PyTorch refers to NCHW as torch.contiguous_format (the default memory format) and to NHWC as torch.channels_last, which is a new feature as of the 1.5 release.

TensorFlow uses NHWC as the default memory format because NHWC has a performance advantage over NCHW. On XPU platforms, we propose to optimize Channels Last memory path for the following reasons:

Performance - NHWC performance is not as good as blocked memory format (nChw16c), but it is close, and much better performance than NCHW.
User Experience - Operator coverage of NHWC would be higher than blocked memory format, so user experience is better. To be specific, it is difficult to enable operators that manipulates dim on blocked format such as sum(dim=?). You would need to convert tensor from blocked memory format back to NHWC, before feeding it into sum(). This is naturally supported on Channels Last memory format already.

Memory Format Is All That Matters

On CNN models, memory format is almost the foundation of any upper level design. One important fact is that converting memory format could be very expensive. Thus, in case that multiple CNN operators are performed in sequence, e.g. Conv2d -> ReLU -> Conv2d, it’s beneficial to transform them from different memory formats once, do computation, and reorder them back.

On XPU, you can use 2 types of memory formats on CNN models:

a. NCHW (default)

import torch
import intel_extension_for_pytorch

input = torch.randn(1, 10, 32, 32).to("xpu")
model = torch.nn.Conv2d(10, 20, 1, 1).to("xpu")
output = model(input)

b.

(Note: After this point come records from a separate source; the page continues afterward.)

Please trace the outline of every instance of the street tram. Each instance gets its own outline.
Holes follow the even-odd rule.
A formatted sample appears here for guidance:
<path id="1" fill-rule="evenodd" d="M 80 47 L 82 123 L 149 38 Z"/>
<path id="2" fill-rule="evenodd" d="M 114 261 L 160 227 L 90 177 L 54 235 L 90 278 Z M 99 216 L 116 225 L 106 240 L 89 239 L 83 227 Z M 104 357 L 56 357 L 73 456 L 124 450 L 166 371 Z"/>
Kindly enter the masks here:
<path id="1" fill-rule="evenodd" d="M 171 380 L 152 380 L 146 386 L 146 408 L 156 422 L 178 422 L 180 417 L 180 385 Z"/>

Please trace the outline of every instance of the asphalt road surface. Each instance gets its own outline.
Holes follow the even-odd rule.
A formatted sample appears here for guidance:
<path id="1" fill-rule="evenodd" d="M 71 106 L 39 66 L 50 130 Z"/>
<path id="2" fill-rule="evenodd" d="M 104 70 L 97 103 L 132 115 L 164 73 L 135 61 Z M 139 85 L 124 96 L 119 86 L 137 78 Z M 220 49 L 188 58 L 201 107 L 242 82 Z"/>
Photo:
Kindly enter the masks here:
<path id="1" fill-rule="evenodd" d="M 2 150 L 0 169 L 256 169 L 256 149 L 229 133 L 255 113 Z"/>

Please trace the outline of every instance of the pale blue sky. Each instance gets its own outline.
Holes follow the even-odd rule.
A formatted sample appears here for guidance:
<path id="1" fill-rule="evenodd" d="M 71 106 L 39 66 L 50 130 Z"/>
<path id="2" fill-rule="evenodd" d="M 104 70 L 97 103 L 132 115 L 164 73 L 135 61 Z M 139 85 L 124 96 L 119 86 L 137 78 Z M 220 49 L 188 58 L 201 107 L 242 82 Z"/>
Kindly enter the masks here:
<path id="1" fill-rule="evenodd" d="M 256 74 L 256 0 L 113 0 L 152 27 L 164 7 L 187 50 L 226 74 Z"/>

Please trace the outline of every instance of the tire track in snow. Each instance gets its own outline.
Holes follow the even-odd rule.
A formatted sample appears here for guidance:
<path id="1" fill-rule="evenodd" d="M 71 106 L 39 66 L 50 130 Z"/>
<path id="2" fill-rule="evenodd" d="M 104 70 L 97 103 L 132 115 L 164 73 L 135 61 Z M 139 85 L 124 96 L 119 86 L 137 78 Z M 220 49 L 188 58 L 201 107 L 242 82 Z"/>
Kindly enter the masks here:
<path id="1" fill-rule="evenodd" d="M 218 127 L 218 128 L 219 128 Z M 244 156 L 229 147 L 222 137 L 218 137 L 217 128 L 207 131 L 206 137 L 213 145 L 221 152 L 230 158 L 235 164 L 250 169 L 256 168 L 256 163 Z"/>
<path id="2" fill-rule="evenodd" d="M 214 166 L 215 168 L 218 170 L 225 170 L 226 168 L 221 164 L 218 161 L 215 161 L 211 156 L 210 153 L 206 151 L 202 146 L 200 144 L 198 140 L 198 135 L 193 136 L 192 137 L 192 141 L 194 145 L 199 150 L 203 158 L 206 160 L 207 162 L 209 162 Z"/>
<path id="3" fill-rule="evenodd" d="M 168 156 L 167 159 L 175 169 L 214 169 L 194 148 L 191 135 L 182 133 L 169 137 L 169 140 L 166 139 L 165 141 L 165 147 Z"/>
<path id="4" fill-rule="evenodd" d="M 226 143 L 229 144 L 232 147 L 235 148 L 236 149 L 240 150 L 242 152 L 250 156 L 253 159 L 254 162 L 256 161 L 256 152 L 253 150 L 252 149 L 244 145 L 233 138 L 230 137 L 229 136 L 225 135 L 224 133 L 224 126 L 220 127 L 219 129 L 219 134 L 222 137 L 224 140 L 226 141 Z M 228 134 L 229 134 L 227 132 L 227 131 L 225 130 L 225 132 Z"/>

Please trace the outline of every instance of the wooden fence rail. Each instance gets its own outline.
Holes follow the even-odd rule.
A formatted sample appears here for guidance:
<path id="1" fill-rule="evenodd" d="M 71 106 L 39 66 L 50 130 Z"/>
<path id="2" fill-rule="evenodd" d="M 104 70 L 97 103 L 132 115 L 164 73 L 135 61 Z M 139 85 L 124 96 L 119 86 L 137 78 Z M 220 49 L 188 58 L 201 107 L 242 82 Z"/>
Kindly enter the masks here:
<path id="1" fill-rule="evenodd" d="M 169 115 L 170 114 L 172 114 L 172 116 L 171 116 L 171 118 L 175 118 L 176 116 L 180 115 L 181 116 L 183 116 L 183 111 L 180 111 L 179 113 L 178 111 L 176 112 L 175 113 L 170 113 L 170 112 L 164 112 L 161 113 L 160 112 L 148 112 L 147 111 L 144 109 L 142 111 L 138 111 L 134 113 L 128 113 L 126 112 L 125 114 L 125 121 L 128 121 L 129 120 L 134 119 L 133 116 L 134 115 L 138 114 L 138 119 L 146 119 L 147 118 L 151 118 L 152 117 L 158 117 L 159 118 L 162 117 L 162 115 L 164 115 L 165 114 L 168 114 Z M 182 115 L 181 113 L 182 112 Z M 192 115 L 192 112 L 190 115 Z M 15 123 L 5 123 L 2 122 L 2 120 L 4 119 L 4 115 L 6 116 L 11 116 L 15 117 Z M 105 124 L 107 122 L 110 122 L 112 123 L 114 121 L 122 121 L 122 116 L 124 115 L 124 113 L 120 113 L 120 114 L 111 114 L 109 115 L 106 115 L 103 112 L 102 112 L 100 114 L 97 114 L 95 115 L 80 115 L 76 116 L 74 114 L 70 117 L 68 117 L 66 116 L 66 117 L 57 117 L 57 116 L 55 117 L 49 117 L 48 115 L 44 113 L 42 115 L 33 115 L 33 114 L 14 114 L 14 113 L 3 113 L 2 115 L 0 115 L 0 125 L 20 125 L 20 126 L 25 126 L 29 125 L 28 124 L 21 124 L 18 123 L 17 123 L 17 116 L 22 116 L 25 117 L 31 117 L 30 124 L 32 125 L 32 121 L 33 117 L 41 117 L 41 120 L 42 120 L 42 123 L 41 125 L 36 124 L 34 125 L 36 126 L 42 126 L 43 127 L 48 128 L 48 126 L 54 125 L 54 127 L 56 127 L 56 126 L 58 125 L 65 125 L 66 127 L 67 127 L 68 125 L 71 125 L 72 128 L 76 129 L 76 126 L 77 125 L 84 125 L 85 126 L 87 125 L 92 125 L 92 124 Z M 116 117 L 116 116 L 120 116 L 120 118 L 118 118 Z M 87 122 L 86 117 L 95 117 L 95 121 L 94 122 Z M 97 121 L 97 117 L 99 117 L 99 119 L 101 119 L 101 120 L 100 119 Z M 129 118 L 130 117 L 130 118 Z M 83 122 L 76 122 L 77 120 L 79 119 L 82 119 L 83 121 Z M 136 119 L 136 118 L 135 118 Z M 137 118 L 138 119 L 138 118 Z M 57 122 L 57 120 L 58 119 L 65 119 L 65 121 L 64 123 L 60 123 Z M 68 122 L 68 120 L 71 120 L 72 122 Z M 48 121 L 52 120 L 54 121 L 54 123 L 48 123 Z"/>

NHWC

import torch
import intel_extension_for_pytorch

input = torch.randn(1, 10, 32, 32).to("xpu")
model = torch.nn.Conv2d(10, 20, 1, 1).to("xpu")
## NB: convert to Channels Last memory format.
##   oneDNN supports NHWC for feature maps (input, output),
##   but weight still needs to be of blocked format.
##   Still we can save reorders for feature maps.
input = input.to(memory_format=torch.channels_last)
model = model.to(memory_format=torch.channels_last)
output = model(input)

PyTorch Strided Layout

Before moving on, let’s explain how PyTorch organizes tensors in memory - the layout. Here we only focus on dense tensors, skipping ‘coo’ layout of sparse tensor.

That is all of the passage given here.